Die Schöpfungsordnung ist komplex und kompliziert. Menschen nähern sich ihr mit Regeln an. Das ist gut und für den Alltag und notwendig. Wer zum Beispiel die Größe einer Regentonne im Garten oder auch nur eines Kochtopfes berechnen will, kann das schnell und bequem mit ein paar Formeln erledigen – ohne sich darum zu kümmern, dass die Zahl „Pi“, die bei allen Kreisberechnungen im Hintergrund steht, in Ziffern eigentlich gar nicht darstellbar ist. Funktioniert trotzdem, irgendwie. Auch in der Rechtssprechung wird das Verhalten der Menschen nach Gesetzen und Verordnungen geregelt – obwohl man dann oft genug erlebt, dass man dem Einzelfall damit nicht gerecht werden kann.
Die Ordnungen sind für die Menschen gemacht
Nicht zuletzt sind es die Religionen, denen die Menschen ihre Regeln verdanken. Interessant ist, wie Jesus sich dazu verhielt. So manches Mal brach er die formale Ordnung; etwa, als er Kornähren am Ruhetag erntete und Kranke heilte. Oder Umgang hatte mit Menschen, die nach den rituellen Vorschriften der damaligen Zeit als unrein galten.
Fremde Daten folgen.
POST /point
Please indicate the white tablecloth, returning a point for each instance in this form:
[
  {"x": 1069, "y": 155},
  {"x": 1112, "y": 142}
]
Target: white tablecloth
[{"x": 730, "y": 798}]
Dabei beharrte Jesus darauf, dass er nicht die Ordnung brechen wolle, sondern sie sogar erfüllen würde – nämlich auf ihren tieferen, ursprünglichen Sinn hin.
Schaltjahr, Kreiszahl Pi oder Jesus – die Menschen brauchen Regeln. Aber Gottes Schöpfung ist zu komplex, um sie in diesen Regeln vollständig zu erfassen. Es braucht Ausnahmen. Erst die bestätigen den grundsätzlichen Sinn einer Regel.